With traders and analysts continuing to mull the balance implications of a reported storage injection that came in lighter than consensus predictions, natural gas futures were trading close to even early Friday. The June Nymex contract was off 0.3 cents to $1.707/MMBtu at around 8:30 a.m. ET.

The U.S. Energy Information Administration (EIA) reported a smaller-than-expected 81 Bcf injection into natural gas storage inventories for the week ending May 15. Total working gas in storage as of May 15 stood at 2,503 Bcf, 779 Bcf higher than year-ago levels and 407 Bcf above the five-year average, according to EIA.

According to analysts at Raymond James & Associates, this week’s reported build implies the market was 0.86 Bcf/d tighter versus the same week last year after excluding weather-related demand.
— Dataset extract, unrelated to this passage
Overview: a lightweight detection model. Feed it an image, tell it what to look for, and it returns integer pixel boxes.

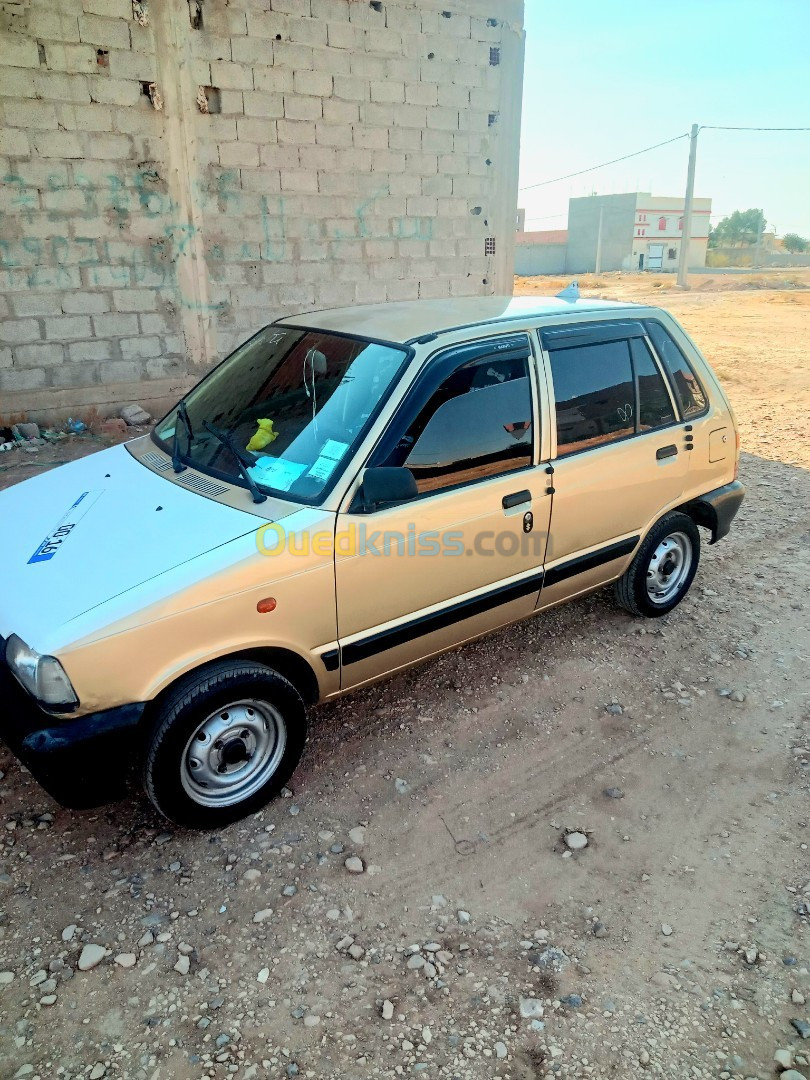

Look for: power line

The market has averaged 2.5 Bcf/d looser over the last four weeks, the analysts said.

The reported 81 Bcf build is “constructive” compared to the 91 Bcf injection analysts at Tudor, Pickering, Holt & Co. (TPH) had projected, “but this was offset by global gas prices hitting record lows and the knock-on impact” for U.S. liquefied natural gas (LNG) feed gas demand.

“Feed gas continues to head lower, dipping to 5.8 Bcf/d yesterday, and with expectations for around 30 cargoes canceled in June and speculation of 35-45 canceled cargoes for July things are likely to get worse,” the TPH analysts said. “We’re modeling 5.5 Bcf/d of feed gas demand in June, falling to 4.5 Bcf/d in July.
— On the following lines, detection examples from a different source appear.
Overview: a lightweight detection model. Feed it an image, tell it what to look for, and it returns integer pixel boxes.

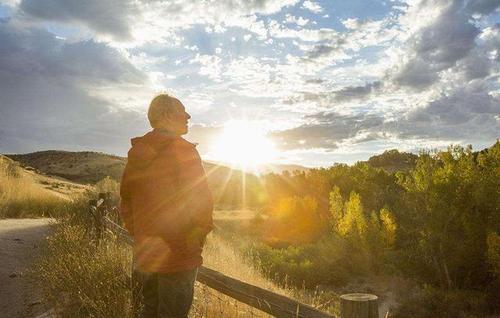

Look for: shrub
[34,222,131,318]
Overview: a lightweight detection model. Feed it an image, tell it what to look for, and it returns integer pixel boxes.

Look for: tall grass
[34,222,132,317]
[0,156,68,218]
[34,206,337,318]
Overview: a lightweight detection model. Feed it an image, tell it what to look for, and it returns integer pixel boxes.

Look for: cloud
[393,1,493,90]
[0,21,152,153]
[19,0,140,40]
[270,112,383,150]
[302,0,323,14]
[400,80,500,142]
[19,0,299,45]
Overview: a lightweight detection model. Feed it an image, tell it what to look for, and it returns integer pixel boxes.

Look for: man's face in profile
[165,100,191,135]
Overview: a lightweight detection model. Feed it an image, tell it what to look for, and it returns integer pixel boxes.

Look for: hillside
[6,150,266,207]
[0,155,88,198]
[6,150,126,183]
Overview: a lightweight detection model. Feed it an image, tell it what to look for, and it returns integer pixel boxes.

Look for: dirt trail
[0,219,51,318]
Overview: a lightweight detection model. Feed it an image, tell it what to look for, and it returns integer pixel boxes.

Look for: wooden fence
[90,194,379,318]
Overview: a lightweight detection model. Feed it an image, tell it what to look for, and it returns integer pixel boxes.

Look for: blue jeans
[137,268,198,318]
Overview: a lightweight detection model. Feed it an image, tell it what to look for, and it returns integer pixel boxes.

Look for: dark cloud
[466,0,500,14]
[334,81,383,101]
[0,21,146,153]
[400,81,500,140]
[270,112,383,149]
[282,81,383,106]
[394,1,480,89]
[19,0,140,40]
[272,80,500,149]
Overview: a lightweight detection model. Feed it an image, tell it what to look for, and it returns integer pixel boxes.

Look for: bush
[34,222,132,318]
[394,285,498,318]
[0,157,68,218]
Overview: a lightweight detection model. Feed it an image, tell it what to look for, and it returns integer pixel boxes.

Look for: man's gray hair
[148,94,179,128]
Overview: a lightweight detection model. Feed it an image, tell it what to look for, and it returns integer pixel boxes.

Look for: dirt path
[0,219,51,318]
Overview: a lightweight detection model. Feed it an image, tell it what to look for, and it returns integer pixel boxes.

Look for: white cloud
[302,0,323,13]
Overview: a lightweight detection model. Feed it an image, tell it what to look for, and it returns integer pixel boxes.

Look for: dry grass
[33,223,132,317]
[0,156,67,218]
[35,210,336,318]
“...Thankfully the supply side has come off meaningfully as well, preventing what could have been a very ugly storage print. EQT’s removal of 1.4 Bcf/d of supply from the market was a key piece, with Texas volumes also down about 1 Bcf/d week/week, contributing to an aggregate drop of around 2.6 Bcf/d.”

Analysts at EBW Analytics Group also pointed to collapsing European gas prices as a key driver behind the recent selling in the June contract given the prospect of more U.S. LNG export curtailments this summer. The market also faces the possibility that the next three reported storage injections will total 350 Bcf or more, the analysts said.

“With prices at Henry Hub still in the mid-$1.70s” and cooling degree days increasing, “the near-month contracts are likely to trade in a narrow range today,” the EBW analysts said. If Dutch Title Transfer Facility (aka TTF) pricing “continues to trade near or below yesterday’s $1.17/MMBtu level, though, the U.S. natural gas market may be in for a long bleak summer in which massive LNG curtailments drown the market with gas.”

July crude oil futures were down $1.23 to $32.69/bbl at around 8:45 a.m. ET, while June RBOB gasoline was off about 2.2 cents to $1.0235/gal.